A day driving in the rain finds us in Otorohanga North Island in a holiday park (short for RV park) right next to the Kiwi House which is closed now (though we heard a frenzy of bird calls) and we leave early Friday to get to our destination for our April 13 remembrance of my son’s death by suicide on that terrible Friday the 13th one year ago.
We might hear the Kiwi’s (the national endangered bird and symbol of NZ) in the morning but might have to wait to see the flightless bird at another sanctuary on the North Island.
We took the Interislander Ferry yesterday morning from Picton across the Cook Strait to Wellington, the nation’s capital,
and spent the afternoon looking for a NZ T-shirt with the Silver Fern logo and taking the old Cable Car up to lookout hill and the Botanic Gardens. The cable car broke down and the return trip became a lovely 40 minute winding walk through the garden and oldest cemetery in Wellington.
A slow traffic-filled ride to Waikanae
bought us back to our friends Adam, Mishbah, Maya and Maha to return their guide books and spend the evening and share our South Island adventure and enjoy Mishbah’s fabulous cooking. We learned that Adam’s cousin Scot Adams of Eden Prairie and CCL member (the reason we met Adam’s family) is now considering a trip to NZ next year. Feels a bit like a pay it forward experience.
The journey to the Kauri trees north of Auckland is a real haul with our time quickly fleeting. Mindy and I drove over 400 km today with another 400 + tomorrow.
Mindy knows how important this day of remembrance is to me and she is making it a team effort to do it all and remain reasonably sane thru the process. Even with the rain the beauty of the hill country in the central part of the North Island is spell binding.
We stopped at the Levin Library for a rest stop and I picked up a book of US National Parks to show Mindy where Chris and I had gone on our first big adventure to Glacier National Park when he was five. Our first Amtrak trip, visiting Many Glacier Hotel where Uncle Tommy spent many summers working and climbing and our first wilderness camping at Two Medicine Lake near the Continental Divide where we got caught in a hail storm with gale force winds. What was I thinking? Luckily our new Moss tent held strong as Christopher calmly played with his legos while the stormed raged outside.
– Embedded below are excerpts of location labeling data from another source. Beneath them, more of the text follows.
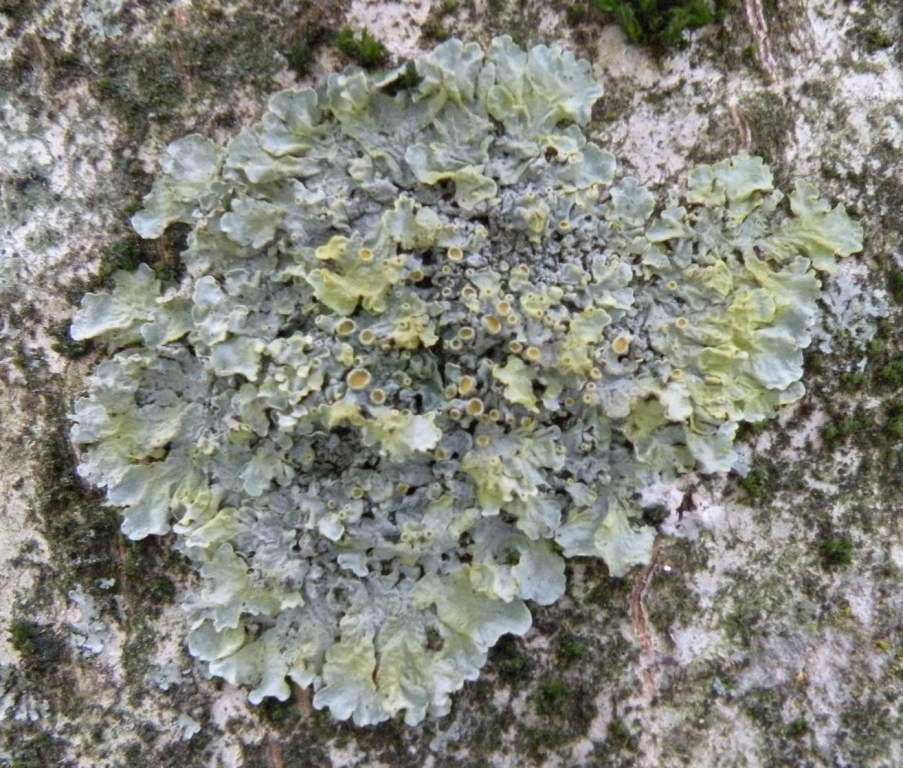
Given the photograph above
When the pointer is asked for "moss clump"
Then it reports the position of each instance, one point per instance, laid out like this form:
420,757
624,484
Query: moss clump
841,428
757,483
893,427
620,737
406,81
36,644
151,592
852,381
895,285
892,373
301,51
570,648
835,552
434,28
39,751
510,660
365,50
796,728
550,696
661,23
64,345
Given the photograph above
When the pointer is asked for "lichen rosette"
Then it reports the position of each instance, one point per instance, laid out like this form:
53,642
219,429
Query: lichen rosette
427,346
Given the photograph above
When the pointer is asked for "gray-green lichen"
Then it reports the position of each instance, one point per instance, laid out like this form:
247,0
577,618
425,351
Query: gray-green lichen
427,345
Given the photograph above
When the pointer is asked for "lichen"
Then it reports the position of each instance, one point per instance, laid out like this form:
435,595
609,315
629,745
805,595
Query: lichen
427,345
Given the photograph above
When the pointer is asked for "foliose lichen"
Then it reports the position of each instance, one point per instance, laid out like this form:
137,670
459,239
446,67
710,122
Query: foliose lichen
426,347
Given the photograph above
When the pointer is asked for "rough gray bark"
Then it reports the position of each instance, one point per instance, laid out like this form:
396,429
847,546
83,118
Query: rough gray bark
768,630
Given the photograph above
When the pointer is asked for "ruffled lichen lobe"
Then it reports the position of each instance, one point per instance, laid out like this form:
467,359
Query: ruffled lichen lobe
428,345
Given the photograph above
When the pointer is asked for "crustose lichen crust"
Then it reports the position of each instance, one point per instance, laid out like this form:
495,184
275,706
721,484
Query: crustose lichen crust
426,347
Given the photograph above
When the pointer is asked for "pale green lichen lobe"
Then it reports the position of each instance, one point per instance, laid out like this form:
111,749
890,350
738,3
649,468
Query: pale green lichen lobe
424,349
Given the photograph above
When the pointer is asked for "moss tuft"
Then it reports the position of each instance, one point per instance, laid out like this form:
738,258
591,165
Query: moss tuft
796,728
836,552
841,428
551,694
510,660
301,51
570,648
757,483
660,23
892,373
35,643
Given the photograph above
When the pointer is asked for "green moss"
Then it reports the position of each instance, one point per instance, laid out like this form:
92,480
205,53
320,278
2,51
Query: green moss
80,530
852,381
661,23
892,373
36,751
551,694
434,28
279,714
510,660
893,427
796,729
571,647
835,552
841,428
365,50
876,346
757,483
620,737
63,344
301,51
36,644
145,582
407,80
895,285
23,635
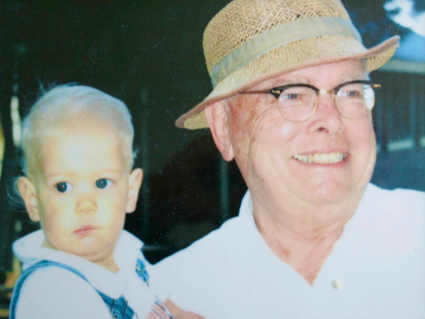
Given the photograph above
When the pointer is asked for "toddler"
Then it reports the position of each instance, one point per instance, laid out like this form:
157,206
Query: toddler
79,184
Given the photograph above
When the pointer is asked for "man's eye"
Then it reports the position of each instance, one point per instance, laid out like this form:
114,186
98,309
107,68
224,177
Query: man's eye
103,183
352,94
290,96
64,187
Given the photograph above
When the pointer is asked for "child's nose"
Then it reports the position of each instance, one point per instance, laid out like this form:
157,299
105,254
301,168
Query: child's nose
86,205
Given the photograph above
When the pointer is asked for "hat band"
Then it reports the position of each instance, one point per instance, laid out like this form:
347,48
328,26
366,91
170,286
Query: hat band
278,36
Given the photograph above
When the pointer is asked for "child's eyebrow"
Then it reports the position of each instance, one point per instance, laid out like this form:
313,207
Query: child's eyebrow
100,172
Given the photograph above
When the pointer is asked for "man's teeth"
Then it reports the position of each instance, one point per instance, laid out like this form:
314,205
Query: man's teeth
321,158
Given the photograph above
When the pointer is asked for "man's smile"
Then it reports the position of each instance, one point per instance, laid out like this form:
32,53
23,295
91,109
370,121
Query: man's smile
321,158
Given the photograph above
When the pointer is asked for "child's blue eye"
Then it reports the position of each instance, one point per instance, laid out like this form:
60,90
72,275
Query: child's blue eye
63,187
103,183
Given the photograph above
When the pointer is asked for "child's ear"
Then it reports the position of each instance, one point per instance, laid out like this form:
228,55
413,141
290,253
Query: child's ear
134,183
29,195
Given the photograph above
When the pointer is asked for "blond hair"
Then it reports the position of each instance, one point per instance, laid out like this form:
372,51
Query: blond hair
70,105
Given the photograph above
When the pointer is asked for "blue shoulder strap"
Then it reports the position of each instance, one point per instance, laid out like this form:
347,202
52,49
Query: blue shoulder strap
118,308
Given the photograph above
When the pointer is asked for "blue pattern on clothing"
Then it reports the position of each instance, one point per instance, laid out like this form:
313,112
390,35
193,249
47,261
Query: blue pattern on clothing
118,308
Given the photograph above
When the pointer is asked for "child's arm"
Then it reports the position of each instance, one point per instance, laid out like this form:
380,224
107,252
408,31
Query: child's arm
179,313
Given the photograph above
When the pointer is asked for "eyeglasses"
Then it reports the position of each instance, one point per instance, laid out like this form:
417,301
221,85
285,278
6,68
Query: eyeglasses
297,102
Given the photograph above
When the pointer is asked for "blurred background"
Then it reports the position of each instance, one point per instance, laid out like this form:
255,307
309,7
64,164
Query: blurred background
149,54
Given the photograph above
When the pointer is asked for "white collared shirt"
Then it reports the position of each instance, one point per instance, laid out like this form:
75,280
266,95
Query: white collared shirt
376,269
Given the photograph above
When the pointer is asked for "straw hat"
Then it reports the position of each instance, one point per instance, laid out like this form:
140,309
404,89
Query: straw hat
250,41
Remembering the amazing trips and moments we had together and as a family and community seems to be the best way to honor who Chris was/ is and to keep alive the spirit of love we have for each other.
More to come has we move toward April 13. Heard from Mary Fink, our house/ Pickles sitter, that it is snowing back home just like the huge snowstorm that hit last year the day and weekend after Chris’ death.
The cycles of life are truly remarkable.